Since we last talked, I have acquired 2 more swarms. Someone gave my name to Animal Control Services in a nearby town and they called one afternoon with a swarm of bees in a stack of pallets.
Dad and I boxed them up and took them to his house. Thankfully, he already had an empty hive ready and we placed them inside and let them settle down. This cluster would have been so easy to spray and kill and I’m very grateful that this thoughtful company chose to call and have them removed instead.
The second swarm came from the same yard our first swarm came from.
Let me back up a bit. After the first swarm, my dad and I decided to build some swarm traps to place around our farms. I got the idea from a local beekeeping group and felt like our properties would be a great place to try them out.
Now, before you start thinking that I’m a bee stealer, rest assured they are not used to catch other people’s bees. (I’m not that far gone, yet)
Swarm traps are used to catch feral or wild bee swarms that are most likely swarming from a nearby tree.

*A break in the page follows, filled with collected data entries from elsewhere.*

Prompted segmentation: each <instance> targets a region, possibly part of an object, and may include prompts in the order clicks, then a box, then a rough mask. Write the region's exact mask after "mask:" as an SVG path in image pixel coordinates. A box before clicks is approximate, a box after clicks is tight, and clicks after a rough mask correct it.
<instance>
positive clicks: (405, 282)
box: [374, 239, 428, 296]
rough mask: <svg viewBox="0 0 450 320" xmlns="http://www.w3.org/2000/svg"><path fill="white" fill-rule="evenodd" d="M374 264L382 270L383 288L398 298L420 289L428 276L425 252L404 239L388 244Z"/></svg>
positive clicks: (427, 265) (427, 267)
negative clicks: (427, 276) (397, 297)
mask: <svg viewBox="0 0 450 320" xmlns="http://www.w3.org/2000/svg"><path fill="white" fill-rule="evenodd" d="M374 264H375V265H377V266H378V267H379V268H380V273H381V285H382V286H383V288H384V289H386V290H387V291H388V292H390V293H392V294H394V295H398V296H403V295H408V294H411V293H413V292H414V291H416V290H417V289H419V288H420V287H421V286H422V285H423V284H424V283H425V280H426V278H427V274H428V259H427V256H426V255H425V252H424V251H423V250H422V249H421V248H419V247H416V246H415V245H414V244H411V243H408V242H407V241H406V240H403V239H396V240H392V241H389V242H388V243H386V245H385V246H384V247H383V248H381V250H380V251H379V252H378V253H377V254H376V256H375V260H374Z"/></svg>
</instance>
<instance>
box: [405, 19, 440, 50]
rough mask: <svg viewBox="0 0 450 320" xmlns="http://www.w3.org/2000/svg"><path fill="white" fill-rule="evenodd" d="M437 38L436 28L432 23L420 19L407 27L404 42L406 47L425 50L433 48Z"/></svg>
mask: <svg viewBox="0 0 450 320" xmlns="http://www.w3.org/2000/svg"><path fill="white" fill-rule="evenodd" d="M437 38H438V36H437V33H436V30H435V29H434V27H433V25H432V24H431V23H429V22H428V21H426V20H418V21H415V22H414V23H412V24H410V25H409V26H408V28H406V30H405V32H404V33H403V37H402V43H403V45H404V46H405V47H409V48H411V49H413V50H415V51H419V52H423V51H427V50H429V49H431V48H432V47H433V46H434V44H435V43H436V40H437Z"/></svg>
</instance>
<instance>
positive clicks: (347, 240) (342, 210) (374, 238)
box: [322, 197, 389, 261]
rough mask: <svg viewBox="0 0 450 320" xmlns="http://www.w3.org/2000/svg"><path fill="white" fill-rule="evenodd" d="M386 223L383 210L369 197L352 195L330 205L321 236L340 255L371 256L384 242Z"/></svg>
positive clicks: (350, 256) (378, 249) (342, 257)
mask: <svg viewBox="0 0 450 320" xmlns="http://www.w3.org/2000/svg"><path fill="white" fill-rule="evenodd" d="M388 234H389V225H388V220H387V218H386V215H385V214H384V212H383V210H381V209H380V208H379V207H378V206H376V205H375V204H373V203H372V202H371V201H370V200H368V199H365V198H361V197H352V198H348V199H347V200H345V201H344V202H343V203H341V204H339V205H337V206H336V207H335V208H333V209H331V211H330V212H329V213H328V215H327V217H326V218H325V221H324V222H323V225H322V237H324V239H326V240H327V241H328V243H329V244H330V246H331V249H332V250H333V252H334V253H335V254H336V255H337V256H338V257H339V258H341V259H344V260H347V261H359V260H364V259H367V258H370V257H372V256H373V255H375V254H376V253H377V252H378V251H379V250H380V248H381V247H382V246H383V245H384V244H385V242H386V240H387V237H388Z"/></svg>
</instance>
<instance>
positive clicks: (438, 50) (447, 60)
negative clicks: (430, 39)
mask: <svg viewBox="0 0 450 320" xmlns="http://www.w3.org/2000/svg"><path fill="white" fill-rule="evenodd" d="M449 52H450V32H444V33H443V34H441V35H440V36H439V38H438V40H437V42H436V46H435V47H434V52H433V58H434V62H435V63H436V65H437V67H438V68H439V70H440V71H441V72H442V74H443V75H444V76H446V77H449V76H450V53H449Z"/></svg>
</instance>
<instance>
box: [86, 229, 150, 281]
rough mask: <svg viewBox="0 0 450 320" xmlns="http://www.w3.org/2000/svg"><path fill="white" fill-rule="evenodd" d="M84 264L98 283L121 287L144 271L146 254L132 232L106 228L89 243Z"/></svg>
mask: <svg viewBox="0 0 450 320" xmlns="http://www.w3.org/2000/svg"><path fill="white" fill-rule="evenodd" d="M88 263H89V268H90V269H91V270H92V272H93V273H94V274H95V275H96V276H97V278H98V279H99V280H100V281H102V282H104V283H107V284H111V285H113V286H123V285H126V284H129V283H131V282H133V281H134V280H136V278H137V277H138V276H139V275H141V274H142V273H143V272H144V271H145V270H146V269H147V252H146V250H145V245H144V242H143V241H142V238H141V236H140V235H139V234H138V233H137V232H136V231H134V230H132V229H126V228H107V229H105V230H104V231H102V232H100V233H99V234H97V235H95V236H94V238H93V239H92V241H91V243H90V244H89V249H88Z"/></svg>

We made our swarm trap from a deep super with a top and bottom piece of OSB (not the best choice but all we had) on the top and bottom.
It has a hanger board nailed to the back so it can hang in a tree. That’s really all you need to do unless my dad is helping with the building process.
As we were putting it together, Dad thought that instead of screwing the top completely down, we should make a hinged top. He said he thought he had a bucket of hinges somewhere in the barn (I mean who doesn’t?) and sure enough after an hour of hunting, he found them.
He put the hinges on and then decided we needed handles for the sides. And, you guessed it, he thought he had a bucket of handles somewhere so we started the hunt again until we found some. He put those on and then saw that the screws went through to the inside. No problem, he said, I’ve got a grinder somewhere and I’ll just grind those off. So we hunted and hunted until we found the grinder.
The hole in the front is 1-1/2″ diameter. It was supposed to be 1-1/4″ diameter but he looked and looked for that size drill bit but couldn’t find it (are you seeing a pattern here?)so we did a little larger.
Some sort of wire is attached on the inside to keep birds out of the box. I used tie wire for mine and dad used a little piece of chicken wire for his. That’s all I did for mine. Dad, of course, had to one-up me and make a porch on the outside of his. The wire is so he can close the porch floor over the hole for transport. I do believe he’s thought of everything and,once again, found all of our supplies in his barn.
Inside the box, we placed 5 frames we would normally use for a regular hive. 4 of the frames were empty and one had old brood comb on it. At the very back of the box, I taped a Ziploc bag that was filled with a cotton ball with 4-5 drops of lemongrass oil on it and a drinking straw. I zipped up the bag and left the end of the straw sticking out. I got a Q-tip and placed 2-3 drops of lemongrass oil on it and rubbed it around the entrance.
As we were making the traps, the guy that called me about the first swarm told me he had another swarm fly through his yard. Although they didn’t land there, I thought his yard might be a good place to place a trap. He agreed and we placed one in his backyard. A couple of weeks later, he called with a possible swarm and I went to check it out.
It was a good size swarm (you’re only seeing half of it in this picture) and was placed in a hive already set up in my bee yard and gives us a grand total of 6 hives. I proclaimed that I was finished and was in the process of taking all of our traps down when a friend told me she had bought a Flow Hive in January. She didn’t have any bees yet so I asked if I caught another swarm would she want it. She really didn’t have time to work with bees so asked me if I wanted to try out this new contraption.
How could I resist? So I put the traps back up, got out my screw gun and began to put together the hive. Here is the finished results.
So, once again, I’m on the lookout for more bees.